Os métodos de modulação estudados no capítulo anterior distinguem-se através do tipo de modulação, frequência da portadora, meio de transmissão, potência utilizada, etc, mas tem em comum o facto de que em todos eles a amplitude ou a fase de uma onda sinusoidal varia com o tempo de modo a transmitir a mensagem útil.

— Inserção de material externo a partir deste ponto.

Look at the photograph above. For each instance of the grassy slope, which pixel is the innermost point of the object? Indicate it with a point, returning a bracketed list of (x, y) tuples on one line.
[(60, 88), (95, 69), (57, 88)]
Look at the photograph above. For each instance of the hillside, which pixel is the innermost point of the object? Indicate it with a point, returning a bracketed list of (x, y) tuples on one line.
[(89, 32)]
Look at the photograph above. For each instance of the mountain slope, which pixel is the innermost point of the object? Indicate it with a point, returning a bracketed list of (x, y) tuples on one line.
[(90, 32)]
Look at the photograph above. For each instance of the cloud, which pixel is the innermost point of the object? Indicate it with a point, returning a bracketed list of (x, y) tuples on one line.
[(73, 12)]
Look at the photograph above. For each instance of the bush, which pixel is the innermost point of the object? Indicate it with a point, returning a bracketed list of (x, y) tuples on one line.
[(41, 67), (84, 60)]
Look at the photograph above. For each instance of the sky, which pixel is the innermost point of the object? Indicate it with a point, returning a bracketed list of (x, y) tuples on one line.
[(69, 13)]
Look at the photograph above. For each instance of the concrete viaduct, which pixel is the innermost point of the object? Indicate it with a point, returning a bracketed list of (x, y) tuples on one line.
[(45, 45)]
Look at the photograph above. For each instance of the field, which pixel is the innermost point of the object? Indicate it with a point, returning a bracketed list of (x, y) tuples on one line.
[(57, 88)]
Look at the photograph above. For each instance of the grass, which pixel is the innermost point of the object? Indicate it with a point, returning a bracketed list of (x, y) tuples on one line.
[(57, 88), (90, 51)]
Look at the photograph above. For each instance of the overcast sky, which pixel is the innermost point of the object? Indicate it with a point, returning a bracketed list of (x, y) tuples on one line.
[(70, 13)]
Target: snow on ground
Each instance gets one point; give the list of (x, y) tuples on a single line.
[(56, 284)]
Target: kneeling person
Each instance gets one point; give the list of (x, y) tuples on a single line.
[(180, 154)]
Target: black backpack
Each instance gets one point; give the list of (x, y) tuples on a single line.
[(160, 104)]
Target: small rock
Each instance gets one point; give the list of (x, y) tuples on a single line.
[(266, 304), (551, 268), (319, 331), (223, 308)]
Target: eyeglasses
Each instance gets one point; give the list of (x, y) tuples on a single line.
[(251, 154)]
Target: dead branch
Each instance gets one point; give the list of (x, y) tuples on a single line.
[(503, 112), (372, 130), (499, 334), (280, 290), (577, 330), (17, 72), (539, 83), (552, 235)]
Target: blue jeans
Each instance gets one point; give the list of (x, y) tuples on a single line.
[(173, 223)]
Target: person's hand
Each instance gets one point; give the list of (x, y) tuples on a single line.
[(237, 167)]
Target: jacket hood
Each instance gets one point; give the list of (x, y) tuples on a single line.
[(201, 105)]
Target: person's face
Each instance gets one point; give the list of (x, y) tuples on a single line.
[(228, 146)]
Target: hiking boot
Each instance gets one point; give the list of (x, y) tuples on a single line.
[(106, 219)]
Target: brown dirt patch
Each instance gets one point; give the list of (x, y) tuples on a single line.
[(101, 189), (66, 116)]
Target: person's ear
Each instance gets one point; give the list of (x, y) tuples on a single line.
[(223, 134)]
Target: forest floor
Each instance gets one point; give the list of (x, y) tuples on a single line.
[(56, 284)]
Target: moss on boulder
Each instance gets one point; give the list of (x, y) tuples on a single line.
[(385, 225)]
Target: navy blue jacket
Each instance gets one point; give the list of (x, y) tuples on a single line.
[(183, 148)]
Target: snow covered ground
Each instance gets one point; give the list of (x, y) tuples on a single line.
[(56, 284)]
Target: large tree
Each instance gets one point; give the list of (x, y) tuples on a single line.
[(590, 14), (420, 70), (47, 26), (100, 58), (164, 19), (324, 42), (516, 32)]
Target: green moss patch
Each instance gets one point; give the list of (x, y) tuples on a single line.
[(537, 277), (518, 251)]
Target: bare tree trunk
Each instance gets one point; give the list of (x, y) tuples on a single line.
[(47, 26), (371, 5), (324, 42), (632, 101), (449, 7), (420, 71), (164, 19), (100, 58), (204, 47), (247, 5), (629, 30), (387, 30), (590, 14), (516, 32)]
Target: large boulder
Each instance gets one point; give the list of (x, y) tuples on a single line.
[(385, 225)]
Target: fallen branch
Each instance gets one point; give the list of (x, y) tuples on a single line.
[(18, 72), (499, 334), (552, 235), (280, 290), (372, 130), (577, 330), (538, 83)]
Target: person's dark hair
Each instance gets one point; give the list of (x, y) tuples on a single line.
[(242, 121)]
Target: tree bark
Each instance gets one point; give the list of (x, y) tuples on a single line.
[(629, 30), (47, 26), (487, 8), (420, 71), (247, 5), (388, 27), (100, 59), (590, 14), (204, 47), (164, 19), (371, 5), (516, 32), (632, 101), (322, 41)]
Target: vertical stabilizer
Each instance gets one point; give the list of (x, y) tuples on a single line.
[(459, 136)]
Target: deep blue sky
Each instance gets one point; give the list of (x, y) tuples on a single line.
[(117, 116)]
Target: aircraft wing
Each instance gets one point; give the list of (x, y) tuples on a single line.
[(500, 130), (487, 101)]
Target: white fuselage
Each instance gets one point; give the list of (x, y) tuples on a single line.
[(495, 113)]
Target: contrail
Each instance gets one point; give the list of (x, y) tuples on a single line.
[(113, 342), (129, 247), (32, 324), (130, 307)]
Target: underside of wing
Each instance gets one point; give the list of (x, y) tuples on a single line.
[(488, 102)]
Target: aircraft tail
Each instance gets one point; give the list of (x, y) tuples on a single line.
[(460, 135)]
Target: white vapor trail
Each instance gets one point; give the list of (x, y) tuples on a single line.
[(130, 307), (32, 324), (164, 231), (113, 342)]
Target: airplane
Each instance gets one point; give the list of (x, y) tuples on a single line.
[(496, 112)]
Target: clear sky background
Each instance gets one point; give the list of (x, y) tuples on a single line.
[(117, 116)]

Neste capítulo vamos abordar os circuitos de recepção que em grande medida são comuns aos vários métodos de modulação descritos anteriormente pois, em todos eles, de uma forma ou de outra vai ser necessária uma translação em frequência (agora no sentido contrário) e portanto vão ser utilizados também osciladores, misturadores e fitros passa-banda.

Desmodulação

A desmodulação de sinais modulados em AM faz-se através da extração do envelope do sinal passabanda, podendo ser efectuada de forma não coerente, i.e., sem conhecer de forma exacta a frequência do sinal modulador. Já o mesmo não acontece para a desmodulação de fase que necessita ser feita em modo coerente com o emissor, já que a informação é transmitida exactamente na fase do sinal recebido. Existe um grande número de técnicas para efectuar a desmodulação seja de amplitude seja da fase. Na prática esta tarefa encontra-se grandemente simplificada se as componentes em fase e quadratura forem previamente extraídas utilizando o envelope complexo.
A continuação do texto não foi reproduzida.